The National Rural Health Mission (NRHM), the Union government’s flagship scheme to improve healthcare services in rural areas, is likely to be extended by five year, as per reliable sources.
It was launched in 2005 as a seven-year programme. But with many of its goals yet to be achieved, the government may extend to 5 year more.
One of the visions of NRHM was to raise public spending on healthcare from around 0.9% in 2004-05 of India’s gross domestic product to 2-3%. But this has not been achieved.
The National Health Accounts of the health ministry says it increased from 0.84% in 2004-05 to 1.1% in 2008-09, while the Economic Survey 2009-10 put the increase from 1.19% in 2004-05 to 1.45% in 2009-10.
“There are some goals that NRHM still has not achieved, which the Centre believes can be achieved in the extended time period. So, it is thinking of extending NRHM by three years before beginning the next phase,” said the head of a non-governmental organization that works closely with the government under the programme, requesting anonymity.
Outlay for NRHM under the Union budget jumped from Rs6,730 crore in 2005-06 to Rs14,050 crore in 2009-10. But expenditure in 2009-10, until 31 January, was just Rs10,013.01 crore.
An audit by the Comptroller and Auditor General of India stressed the need to build public-private partnerships under NRHM to utilize the money better.
But the health ministry said, in a statement, that spending was poor at the local level initially due to the baggage of decades of “over-centralization”.
“In a number of states, the utilization of untied funds at the local village, sub-centre, primary health centre, community health centre-level remains slow in the initial phase. Many institution heads at these levels had lost confidence to spend as per their felt needs on account of over-centralization over the last five decades,” it stated.
But it added that the situation was improving, and a number of local-level institutions were making better use of funds.
DMAI wants the government to extend the NRHM till 2017 with radical operational changes
The Disease Management Association of India (DMAI), a non-profit organisation propagating disease management concept and tools in the country, has urged the Public Accounts Committee (PAC) of the central government to reconsider its recommendations for scrapping of National Rural Health Mission (NRHM) as the NRHM has made an impact on the lives of the rural population in the country.
The DMAI suggestion in this regard was put forth by the DMAI president and director Rajendra Pratap Gupta in a letter addressed to PAC chairman Dr Murli Manohar Joshi recently.

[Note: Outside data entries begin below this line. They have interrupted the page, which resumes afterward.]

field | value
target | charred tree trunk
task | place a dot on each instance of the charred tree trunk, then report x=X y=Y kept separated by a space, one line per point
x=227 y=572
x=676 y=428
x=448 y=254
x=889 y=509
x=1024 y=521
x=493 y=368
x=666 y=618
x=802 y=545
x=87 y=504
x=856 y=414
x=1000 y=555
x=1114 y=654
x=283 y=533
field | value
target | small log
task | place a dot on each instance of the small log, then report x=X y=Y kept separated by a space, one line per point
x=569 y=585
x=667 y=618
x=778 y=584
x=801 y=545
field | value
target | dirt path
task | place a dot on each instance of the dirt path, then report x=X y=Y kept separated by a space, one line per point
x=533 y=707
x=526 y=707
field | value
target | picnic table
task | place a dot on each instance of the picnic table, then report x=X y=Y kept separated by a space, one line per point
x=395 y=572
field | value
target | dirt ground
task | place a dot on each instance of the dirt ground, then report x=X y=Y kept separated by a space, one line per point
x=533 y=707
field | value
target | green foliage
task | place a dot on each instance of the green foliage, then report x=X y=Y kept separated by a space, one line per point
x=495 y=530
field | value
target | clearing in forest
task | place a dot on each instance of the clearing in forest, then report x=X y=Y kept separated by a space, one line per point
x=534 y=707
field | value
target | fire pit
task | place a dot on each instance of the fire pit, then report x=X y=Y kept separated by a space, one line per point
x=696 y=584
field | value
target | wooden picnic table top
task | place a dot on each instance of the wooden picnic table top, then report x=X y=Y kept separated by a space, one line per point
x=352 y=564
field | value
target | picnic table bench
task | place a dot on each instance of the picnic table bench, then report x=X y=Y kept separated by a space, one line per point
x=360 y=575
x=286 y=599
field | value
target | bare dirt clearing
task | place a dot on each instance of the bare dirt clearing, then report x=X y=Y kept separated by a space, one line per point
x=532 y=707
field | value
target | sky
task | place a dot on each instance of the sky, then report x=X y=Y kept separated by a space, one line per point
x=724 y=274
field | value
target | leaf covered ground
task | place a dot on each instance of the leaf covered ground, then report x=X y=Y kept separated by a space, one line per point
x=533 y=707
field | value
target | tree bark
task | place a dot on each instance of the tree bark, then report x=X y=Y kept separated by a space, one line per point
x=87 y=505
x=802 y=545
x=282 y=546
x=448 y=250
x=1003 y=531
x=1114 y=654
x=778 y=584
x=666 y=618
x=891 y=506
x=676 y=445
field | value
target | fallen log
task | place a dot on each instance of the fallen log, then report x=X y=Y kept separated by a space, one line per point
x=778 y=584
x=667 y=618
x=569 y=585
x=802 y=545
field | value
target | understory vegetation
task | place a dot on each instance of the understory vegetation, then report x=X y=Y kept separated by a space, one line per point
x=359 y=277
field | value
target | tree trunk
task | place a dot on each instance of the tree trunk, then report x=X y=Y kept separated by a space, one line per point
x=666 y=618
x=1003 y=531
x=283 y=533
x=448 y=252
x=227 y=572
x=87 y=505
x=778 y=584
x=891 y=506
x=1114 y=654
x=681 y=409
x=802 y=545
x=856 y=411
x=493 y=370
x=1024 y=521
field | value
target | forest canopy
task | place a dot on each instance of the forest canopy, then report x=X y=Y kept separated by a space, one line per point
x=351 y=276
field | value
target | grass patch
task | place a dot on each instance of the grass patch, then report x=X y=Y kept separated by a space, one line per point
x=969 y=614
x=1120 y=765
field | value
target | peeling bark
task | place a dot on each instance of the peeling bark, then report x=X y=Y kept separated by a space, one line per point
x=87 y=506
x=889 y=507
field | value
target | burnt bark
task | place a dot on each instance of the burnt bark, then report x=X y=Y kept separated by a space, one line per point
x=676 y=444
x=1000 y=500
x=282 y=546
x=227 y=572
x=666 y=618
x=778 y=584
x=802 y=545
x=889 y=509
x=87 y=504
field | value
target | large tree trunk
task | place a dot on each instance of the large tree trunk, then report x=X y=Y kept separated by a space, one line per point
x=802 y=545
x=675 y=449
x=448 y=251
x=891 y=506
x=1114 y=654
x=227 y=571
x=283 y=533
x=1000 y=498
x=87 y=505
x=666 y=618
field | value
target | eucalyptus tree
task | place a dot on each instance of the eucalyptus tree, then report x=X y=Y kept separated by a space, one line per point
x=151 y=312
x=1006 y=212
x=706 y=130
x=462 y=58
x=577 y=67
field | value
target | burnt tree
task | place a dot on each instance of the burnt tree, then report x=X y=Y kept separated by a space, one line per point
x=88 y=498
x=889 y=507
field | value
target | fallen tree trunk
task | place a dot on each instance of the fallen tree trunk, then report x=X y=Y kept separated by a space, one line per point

The NRHM was launched in the country on April 12, 2005 for a period of seven years i.e. from 2005 to 2012 for providing integrated comprehensive primary health care services, specially to the poor and vulnerable sections of the society. It means that NRHM will get expired by 2012. However, seeing its impact on the rural population, the government is thinking of a possible extension for another five years. In this regard the government had asked PAC to review the NRHM. However, in its reports the PAC has recommended on scrapping the NRHM scheme.
However Gupta suggested, “NRHM is a very useful programme and has been successful in having its presence felt even in the remote parts of the country. However, there are many radical administrative and operational changes needed to be made in the present format of NRHM.”
He suggested that with proper administrative and operational tactic, this programme certainly will have the power to create desired impact in the rural health scene. In his recommendations to the planning commission on the changes needed in NRHM for the 12th five year plan, Gupta suggested that technology must be leveraged in NRHM for accountability, transparency and telehealth and that 12th five year plan must consider opportunities to digitise NRHM in all spheres of its implementation.
He said, “There are many important changes that needs to be undertaken in the NRHM, but of all changes the first and foremost change should be to improve the quality of medicines that is being supplied at the NRHM centres. Secondly, minor surgeries are not allowed in Primary Health Centres (PHCs) as of now. This should be changed and the government must allow minor surgeries in the PHCs as it would help reduce a lot for hassles for the villagers and bring revenue for the government as well.”
Other issue that he had highlighted in the letter was on the inadequate fund flow on time which could lead to corruption among the people working at the lowest level in PHC and sub centres.
“I have met people who were not paid salary for months, and also discovered the fact that the funds that were supposed to be sent for 2010 were received by the centres in mid January 2011. Such delays must be stopped with immediate effect as this clearly will encourage and lead to corruption as people drawing a monthly salary of Rs.5000-8000 won’t be able to sustain their family without salary for months. Either they will resort to bribing, selling the government supplies or starts absconding and working for employers in parallel. Thus I suggest that the fund meant for a sub centre or PHC must be transferred in advance for the quarter if not half yearly,” Gupta points out.
He put special stress on telehealth adoption goals for NRHM and other healthcare projects, as setting up and manning the physical infrastructure with qualified professionals at remote places is nonviable. To stress the importance of telehealth adoption in the country the Telemedicine Society of India (TSI) is organising a three-day conference Telemedicon’ 11 in Mumbai from November 11 to 13. TSI is completely dedicated to the promotion of telehealth in India and is being organised at a time when there is a big push from the government and private players in the field of telehealth in India.